Medium for batch cultures grown to the mid-exponential phase contained glucose (80 mM) as the carbon source, and the respiratory oxidants NaNO3 and NaNO2 were added to 40 mM and 5 mM, respectively. Medium for overnight cultures arrested in the mid-exponential phase (13) contained glucose (6 mM), glucose plus NaNO3 (4 mM and 10 mM, respectively), or glucose plus NaNO2 (6 mM and 8 mM, respectively) as indicated. These concentrations were determined empirically to support growth to the mid-exponential phase (about 35 to 40 Klett units).
Cultures were grown at 37°C. Culture densities were monitored with a Klett-Summerson photoelectric colorimeter (Klett Manufacturing Co., New York, N.Y.) equipped with a number 66 (red) filter. Anaerobic cultures for enzyme assays were grown in screw-cap tubes as described previously (30).

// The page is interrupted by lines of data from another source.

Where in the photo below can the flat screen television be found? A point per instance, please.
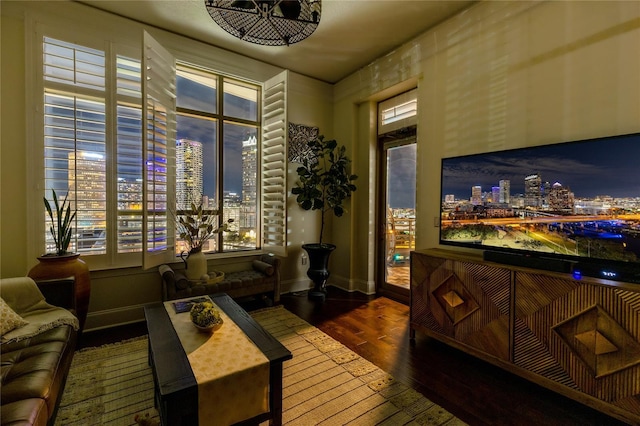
(574, 202)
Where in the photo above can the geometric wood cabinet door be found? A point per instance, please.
(582, 335)
(468, 302)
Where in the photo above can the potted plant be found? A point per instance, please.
(196, 226)
(62, 263)
(64, 221)
(324, 183)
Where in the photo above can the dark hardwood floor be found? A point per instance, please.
(377, 328)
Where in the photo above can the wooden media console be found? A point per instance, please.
(580, 338)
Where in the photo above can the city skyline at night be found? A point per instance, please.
(591, 168)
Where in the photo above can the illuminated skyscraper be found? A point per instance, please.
(189, 184)
(505, 191)
(533, 190)
(88, 196)
(495, 194)
(248, 216)
(476, 195)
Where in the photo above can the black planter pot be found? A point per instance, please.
(318, 268)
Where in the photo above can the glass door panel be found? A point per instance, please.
(398, 161)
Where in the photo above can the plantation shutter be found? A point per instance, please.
(158, 151)
(274, 164)
(75, 138)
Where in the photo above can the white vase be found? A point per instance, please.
(196, 265)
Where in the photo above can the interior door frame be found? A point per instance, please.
(404, 136)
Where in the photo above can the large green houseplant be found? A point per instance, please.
(62, 264)
(61, 223)
(324, 183)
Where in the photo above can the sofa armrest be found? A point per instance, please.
(59, 292)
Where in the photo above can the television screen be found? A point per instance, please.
(571, 200)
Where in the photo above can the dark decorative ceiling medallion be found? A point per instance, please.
(269, 23)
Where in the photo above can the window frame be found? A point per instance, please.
(186, 51)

Enzyme assay. ß-Galactosidase activities were determined at room temperature (approximately 21°C) by following the hydrolysis of o-nitrophenyl-ß-D-galactoside in CHCl3-sodium dodecyl sulfate-permeabilized cells. Specific activities are expressed in arbitrary units (22). All cultures were assayed in duplicate, and reported values are averages from at least two independent experiments.

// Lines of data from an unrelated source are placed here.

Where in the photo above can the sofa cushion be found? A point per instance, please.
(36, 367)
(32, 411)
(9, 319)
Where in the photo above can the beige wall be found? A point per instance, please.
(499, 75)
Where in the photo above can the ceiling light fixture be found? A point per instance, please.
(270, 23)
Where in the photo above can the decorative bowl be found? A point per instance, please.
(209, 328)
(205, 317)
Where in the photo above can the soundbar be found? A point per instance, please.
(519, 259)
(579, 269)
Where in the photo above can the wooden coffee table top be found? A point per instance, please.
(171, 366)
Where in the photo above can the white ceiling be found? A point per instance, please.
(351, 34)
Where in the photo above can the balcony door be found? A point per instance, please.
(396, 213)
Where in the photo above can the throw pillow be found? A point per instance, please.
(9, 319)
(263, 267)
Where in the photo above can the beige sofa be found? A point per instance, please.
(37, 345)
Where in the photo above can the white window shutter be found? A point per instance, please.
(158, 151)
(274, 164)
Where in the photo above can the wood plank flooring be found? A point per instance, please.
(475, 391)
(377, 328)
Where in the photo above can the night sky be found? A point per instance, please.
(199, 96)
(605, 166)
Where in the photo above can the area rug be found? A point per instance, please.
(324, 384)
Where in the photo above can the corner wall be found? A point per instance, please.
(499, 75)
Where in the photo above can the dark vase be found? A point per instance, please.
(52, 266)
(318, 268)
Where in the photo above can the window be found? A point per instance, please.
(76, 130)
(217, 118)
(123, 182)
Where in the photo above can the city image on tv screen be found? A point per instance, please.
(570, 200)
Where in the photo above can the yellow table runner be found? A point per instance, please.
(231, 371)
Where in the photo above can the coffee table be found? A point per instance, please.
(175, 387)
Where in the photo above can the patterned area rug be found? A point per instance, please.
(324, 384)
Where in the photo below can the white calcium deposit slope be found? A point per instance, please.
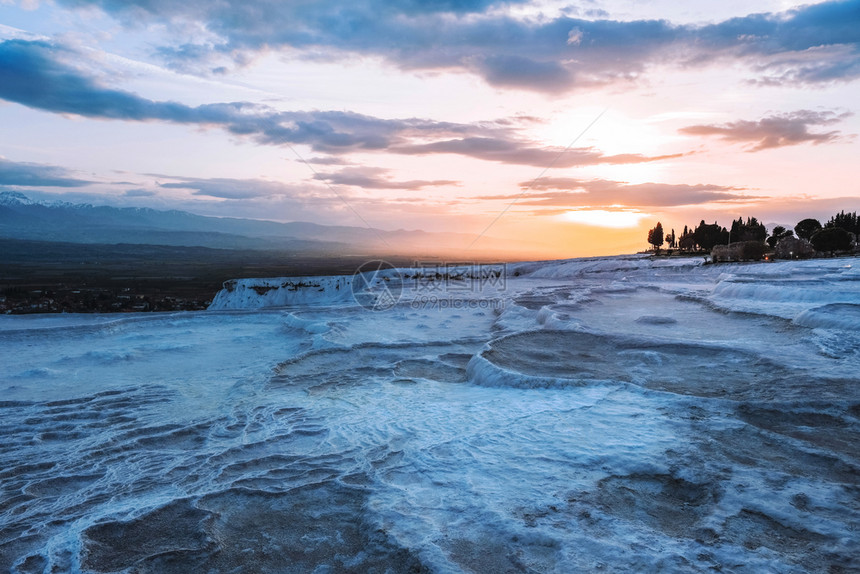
(608, 414)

Construction of operator-substituted lac control regions. Oligonucleotide-directed site-specific mutagenesis was used to introduce substitutions into the lac operon control region. Mutagenesis followed either the ampicillin selection protocol (16) or the QuickChange protocol (Stratagene Cloning Systems, La Jolla, Calif.), as described previously (1). The high-fidelity thermostable DNA polymerase was Accuzyme (Bioline USA, Reno, Nev.).
Our starting point was the lac operon control region in plasmid pALTER-1 (16), which contains the wild-type lac sequence from codon Ala-331 of lacI through codon Thr-5 of lacZ (Fig. 2A). A 111-nt in-frame segment containing bacteriophage SP6 and T7 promoters and sites for several restriction endonucleases (including BamHI) lies immediately downstream of codon Thr-5. We used site-specific mutagenesis to make three changes into the lac control region (Fig. 2). The first change introduced an upstream EcoRI site spanning lacI codons 343 to 345 (5'-GCC GAT TCA changed to 5'-GCG AAT TCA). This allows the lac control region to be released as a 260-nt EcoRI-BamHI fragment. The second change introduced a BglII site spanning positions -58 through -53 (5'-TCACTC changed to 5'-AGATCT), which also destroys the promoter-proximal half-site for binding the cAMP-bound Crp protein. The third change is the UV5 substitution at the promoter -10 element (5'-TATGTT changed to 5'-TATAAT), which suppresses the Crp-binding site alteration (26). Together, these changes resulted in a lac control region cassette that includes the Crp-independent lac UV5 promoter and operators O3-lac and O1-lac. This plasmid served as template for subsequent site-specific alterations.
Following each round of mutagenesis, the DNA sequence for the 260-nt EcoRI-BamHI fragment encompassing the lac control region was determined in order to eliminate isolates with spurious nucleotide substitutions. The control region cassettes were then recloned into the lacZ gene fusion vector pRS414 or its
(lacYA) derivative pVJS3253, which permit in-frame cloning of EcoRI-BamHI fragments proximal to lacZ codon Val-10. This reconstructs a functional lacZ+ gene whose transcription is governed by the upstream control region.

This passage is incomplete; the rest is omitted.